Extract and Normalize Root Domain from URL
A raw URL often contains more than the domain you actually need: protocol, subdomains, folders, query strings, tracking parameters, and fragments. Root domain normalization turns messy URLs into one consistent value, such as example.com. This guide explains the process, common edge cases, and the fastest way to do it in bulk.
What Is a Normalized Root Domain?
A root domain is the registered domain plus its public suffix. For example, the root domain of https://blog.example.com/pricing?ref=ad is example.com. Normalization means applying the same cleanup rules to every URL so equivalent URLs produce the same domain.
Example normalization:
Why Normalize Root Domains?
Deduplicate URL Lists
Backlink exports, analytics reports, search results, and crawl data often contain many URLs from the same site. Normalizing to root domains lets you count unique websites instead of unique pages.
Clean SEO and Outreach Data
SEO workflows usually care about referring domains, prospects, competitors, or publisher websites. A normalized root domain is easier to group, filter, enrich, and compare across tools.
Make Reporting Consistent
Without normalization, http://example.com, https://www.example.com/, and https://blog.example.com/post can appear as separate records. Normalization collapses them into one value.
Root Domain Normalization Rules
| Step | Input Part | Action |
|---|---|---|
| 1 | Protocol | Remove http, https, and ftp prefixes. |
| 2 | Path and filename | Remove everything after the hostname. |
| 3 | Query string and fragment | Remove tracking parameters, IDs, and hash fragments. |
| 4 | www prefix | Normalize www.example.com to example.com. |
| 5 | Subdomains | Strip subdomains unless you intentionally need hostnames. |
Before and After Examples
| URL | Normalized Root Domain |
|---|---|
https://www.example.com/blog/post?utm_source=email | example.com |
http://shop.example.com/products/123#reviews | example.com |
https://news.bbc.co.uk/sport/football | bbc.co.uk |
https://docs.github.com/en/actions?query=test | github.com |
https://mail.yahoo.co.jp/login | yahoo.co.jp |
How to Extract and Normalize Root Domains
1Use a Free URL to Domain Tool
Paste one or more URLs into the tool, click Extract Domains, and copy or export the normalized root domains. This is the fastest option for audits, spreadsheets, and one-off cleanup tasks.
- Paste URLs, one per line or mixed inside text.
- Run the extractor.
- Review the normalized root domains.
- Copy the results or export them as CSV.
2JavaScript Approach
The built-in URL API can isolate the hostname.

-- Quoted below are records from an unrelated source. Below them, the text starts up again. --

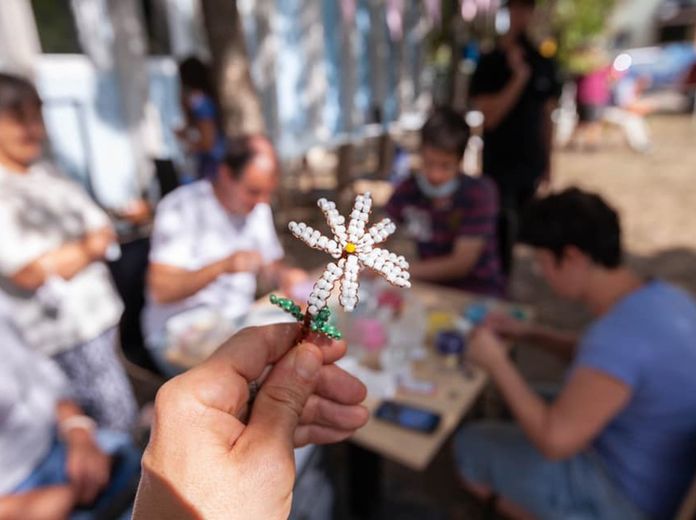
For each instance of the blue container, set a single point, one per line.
(449, 343)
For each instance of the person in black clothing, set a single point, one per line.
(516, 89)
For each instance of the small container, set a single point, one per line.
(450, 345)
(476, 312)
(439, 321)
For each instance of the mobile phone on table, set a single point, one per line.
(410, 417)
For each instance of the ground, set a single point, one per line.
(656, 196)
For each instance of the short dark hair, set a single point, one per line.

For production root-domain logic, pair it with a Public Suffix List parser.
const input = 'https://www.blog.example.co.uk/path?utm_source=email';
const hostname = new URL(input).hostname.replace(/^www\./, '');
// Basic parser for simple cases:
const parts = hostname.split('.');
const simpleRoot = parts.slice(-2).join('.');
// Use a PSL-aware library for real datasets:
// psl.parse(hostname).domain -> 'example.co.uk'3Python Approach
In Python, tldextract is a common choice because it handles public suffixes.
import tldextract
url = 'https://www.blog.example.co.uk/path?utm_source=email'
parts = tldextract.extract(url)
root_domain = f'{parts.domain}.{parts.suffix}'
print(root_domain) # example.co.ukEdge Cases to Watch For
Multi-Part Suffixes
Domains like example.co.uk and example.com.au need suffix-aware parsing. Splitting on dots and taking the last two parts is not enough.
Subdomains That Matter
For SEO deduplication, root domains are usually best. For security review, app inventory, or hosting analysis, you may need to preserve full hostnames such as api.example.com.
Malformed URLs
Real datasets often include missing protocols, trailing punctuation, copied email text, or markdown links. A good extractor should handle plain domains and URLs embedded in text, not only perfectly formatted links.

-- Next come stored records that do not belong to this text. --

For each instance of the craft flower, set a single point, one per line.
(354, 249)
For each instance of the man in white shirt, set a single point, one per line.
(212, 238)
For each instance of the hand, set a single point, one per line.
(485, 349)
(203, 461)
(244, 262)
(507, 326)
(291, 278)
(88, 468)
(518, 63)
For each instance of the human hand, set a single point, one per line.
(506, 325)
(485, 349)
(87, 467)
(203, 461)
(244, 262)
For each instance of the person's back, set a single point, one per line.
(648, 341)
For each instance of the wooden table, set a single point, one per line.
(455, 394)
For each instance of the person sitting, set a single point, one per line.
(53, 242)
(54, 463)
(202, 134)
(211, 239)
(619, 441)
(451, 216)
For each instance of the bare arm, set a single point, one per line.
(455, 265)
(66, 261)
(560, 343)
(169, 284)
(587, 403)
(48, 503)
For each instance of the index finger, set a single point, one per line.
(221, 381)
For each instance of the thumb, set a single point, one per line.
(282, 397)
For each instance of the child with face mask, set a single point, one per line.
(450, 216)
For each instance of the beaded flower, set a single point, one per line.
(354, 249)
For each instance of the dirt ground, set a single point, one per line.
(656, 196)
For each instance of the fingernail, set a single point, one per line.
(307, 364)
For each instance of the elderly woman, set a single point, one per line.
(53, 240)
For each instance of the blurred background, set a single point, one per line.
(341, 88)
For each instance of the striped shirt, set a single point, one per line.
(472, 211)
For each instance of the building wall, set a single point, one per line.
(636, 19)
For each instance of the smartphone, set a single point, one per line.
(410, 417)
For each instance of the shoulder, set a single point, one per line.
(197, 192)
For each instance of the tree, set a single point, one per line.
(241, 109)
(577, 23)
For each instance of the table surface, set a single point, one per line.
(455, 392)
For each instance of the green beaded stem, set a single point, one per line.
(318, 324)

Try the Free URL to Domain Tool
Paste full URLs below and convert them into normalized root domains. The tool works in your browser and supports bulk input.
Frequently Asked Questions
What is the difference between a hostname and a root domain?
A hostname can include subdomains, such as blog.example.com. The root domain is the registered domain, such as example.com.
Does normalization remove tracking parameters?
Yes. Since root domain extraction only keeps the domain, query strings such as utm_source, fbclid, and other tracking parameters are removed.
Is root domain normalization safe for all use cases?
It is ideal for deduplication, SEO reporting, and prospect lists. If your workflow depends on individual hosts or subdomains, keep a hostname column alongside the root domain column.